Moreover, plaintiff has failed to demonstrate that any of the documents which were produced by
defendant during discovery contained confidential information such that defendant waived the attorney
client privilege, and nothing in the record supports his bare assertion that the privilege was waived in this
manner.
Affirmed.
/s/ Mark C. Cavanagh
/s/ Martin J. Doctoroff
/s/ Peter D. O’Connell
1
Plaintiff only appeals from the trial court’s order granting summary disposition to the extent that it was
based on MCR 2.116(C)(7).
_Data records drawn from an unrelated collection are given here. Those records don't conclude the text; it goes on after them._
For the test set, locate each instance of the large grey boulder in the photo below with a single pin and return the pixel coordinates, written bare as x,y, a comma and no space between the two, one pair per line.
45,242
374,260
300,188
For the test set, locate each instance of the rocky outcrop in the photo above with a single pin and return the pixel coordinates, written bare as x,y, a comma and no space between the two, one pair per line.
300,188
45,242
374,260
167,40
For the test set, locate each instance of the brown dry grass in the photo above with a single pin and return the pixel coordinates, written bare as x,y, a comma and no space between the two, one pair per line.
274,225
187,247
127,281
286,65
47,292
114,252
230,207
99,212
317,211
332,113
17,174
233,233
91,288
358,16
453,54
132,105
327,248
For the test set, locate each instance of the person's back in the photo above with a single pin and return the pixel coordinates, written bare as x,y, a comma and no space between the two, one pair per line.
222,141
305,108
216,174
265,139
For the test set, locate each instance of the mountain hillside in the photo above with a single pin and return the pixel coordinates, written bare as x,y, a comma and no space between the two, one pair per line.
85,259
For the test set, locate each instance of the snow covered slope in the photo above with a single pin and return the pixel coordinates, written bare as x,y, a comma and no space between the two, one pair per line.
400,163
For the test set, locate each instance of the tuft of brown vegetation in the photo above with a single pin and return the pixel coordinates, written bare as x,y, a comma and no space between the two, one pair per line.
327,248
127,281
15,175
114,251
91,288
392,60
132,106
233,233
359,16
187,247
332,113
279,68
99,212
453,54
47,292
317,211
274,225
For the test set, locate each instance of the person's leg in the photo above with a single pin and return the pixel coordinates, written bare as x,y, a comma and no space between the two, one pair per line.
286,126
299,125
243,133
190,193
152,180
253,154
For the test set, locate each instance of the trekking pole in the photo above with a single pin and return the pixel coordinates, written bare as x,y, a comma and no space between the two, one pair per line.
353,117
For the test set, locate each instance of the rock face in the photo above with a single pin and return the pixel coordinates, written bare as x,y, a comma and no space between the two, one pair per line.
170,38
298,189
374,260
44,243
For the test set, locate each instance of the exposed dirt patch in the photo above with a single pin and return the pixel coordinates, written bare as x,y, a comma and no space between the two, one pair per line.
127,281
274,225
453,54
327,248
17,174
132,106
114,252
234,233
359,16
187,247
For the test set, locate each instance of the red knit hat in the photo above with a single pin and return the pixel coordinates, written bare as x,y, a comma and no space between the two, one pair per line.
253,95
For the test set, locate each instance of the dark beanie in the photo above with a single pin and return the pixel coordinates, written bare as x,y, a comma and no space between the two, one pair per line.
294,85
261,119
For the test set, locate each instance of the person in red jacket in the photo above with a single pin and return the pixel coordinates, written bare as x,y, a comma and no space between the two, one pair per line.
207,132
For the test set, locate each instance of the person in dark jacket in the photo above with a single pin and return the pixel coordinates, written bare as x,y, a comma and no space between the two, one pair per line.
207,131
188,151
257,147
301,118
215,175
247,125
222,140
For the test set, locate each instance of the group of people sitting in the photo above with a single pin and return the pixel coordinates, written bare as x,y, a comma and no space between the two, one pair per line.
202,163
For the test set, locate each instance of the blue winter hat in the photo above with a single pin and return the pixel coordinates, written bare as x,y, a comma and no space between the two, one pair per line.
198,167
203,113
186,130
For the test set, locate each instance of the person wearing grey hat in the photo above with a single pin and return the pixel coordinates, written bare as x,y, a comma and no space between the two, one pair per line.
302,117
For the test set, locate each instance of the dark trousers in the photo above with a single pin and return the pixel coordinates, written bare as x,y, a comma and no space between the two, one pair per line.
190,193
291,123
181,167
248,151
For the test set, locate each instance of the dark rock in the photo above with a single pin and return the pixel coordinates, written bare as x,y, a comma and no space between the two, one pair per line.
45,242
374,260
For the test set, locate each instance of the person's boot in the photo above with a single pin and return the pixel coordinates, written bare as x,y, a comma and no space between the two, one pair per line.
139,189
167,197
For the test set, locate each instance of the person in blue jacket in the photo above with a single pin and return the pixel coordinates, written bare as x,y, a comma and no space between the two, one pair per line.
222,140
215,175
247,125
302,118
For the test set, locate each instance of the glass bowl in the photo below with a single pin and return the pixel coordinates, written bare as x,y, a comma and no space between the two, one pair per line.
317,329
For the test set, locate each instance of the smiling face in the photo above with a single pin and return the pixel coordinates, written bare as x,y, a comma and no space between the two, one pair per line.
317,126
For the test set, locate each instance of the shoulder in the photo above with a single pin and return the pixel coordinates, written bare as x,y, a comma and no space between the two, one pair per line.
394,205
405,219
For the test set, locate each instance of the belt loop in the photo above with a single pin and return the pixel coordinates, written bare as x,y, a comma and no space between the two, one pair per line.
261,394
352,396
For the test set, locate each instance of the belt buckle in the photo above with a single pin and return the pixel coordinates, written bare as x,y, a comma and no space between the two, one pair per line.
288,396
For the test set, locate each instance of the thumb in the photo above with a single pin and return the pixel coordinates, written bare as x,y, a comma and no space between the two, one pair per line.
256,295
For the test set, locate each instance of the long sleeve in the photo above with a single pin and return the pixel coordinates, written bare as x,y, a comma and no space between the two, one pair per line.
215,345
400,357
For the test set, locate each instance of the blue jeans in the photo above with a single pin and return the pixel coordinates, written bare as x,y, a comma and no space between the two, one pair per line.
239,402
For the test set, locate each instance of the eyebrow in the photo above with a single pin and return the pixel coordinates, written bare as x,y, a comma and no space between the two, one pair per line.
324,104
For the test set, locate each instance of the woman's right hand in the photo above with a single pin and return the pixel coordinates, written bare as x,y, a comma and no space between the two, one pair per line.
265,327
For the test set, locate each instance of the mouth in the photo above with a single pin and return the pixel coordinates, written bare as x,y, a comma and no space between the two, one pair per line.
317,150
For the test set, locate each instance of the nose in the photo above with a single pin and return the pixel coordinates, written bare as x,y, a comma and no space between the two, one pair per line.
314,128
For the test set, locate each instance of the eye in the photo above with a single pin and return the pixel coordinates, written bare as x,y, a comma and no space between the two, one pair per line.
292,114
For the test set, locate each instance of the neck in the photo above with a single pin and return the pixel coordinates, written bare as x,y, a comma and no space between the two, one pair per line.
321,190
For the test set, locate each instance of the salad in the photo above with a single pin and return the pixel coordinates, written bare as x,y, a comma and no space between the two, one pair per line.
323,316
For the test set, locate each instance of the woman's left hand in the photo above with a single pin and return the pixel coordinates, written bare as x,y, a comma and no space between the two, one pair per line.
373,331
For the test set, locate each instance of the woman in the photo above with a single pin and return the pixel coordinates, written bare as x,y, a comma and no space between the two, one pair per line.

Plaintiff does not argue that the trial court erred in granting summary
disposition of his joint venture claims, Counts IV and V of his complaint, pursuant to MCR
2.116(C)(10).
2
An additional claim, alleging fraudulent misrepresentation, was withdrawn by plaintiff prior to the trial
court’s grant of summary disposition.
3
MCR 2.116(C)(7) provides that a motion for summary disposition may be granted on the basis that
“[t]he claim is barred because of release, payment, prior judgment, immunity granted by law, statute of
limitations, statute of frauds, an agreement to arbitrate, infancy or other disability of the moving party, or
assignment or other disposition of the claim before commencement of the action.”
4
MCL 440.8319; MSA 19.8319 was repealed effective July 27, 1998, and was replaced by MCL
440.8113; MSA 19.8113, which provides as follows:
A contract or modification of a contract for the sale or purchase of a security is
enforceable whether or not there is a writing signed or record authenticated by a party
against whom enforcement is sought, even if the contract or modification is not capable
of performance within 1 year of its making.
5
The Uniform Commercial Code Comment to former MCL 440.8319; MSA 19.8319 states that
“[t]his Section is intended to conform the statute of frauds provisions with regard to securities to the
policy of the like provisions in Article 2 (Section 2-201).”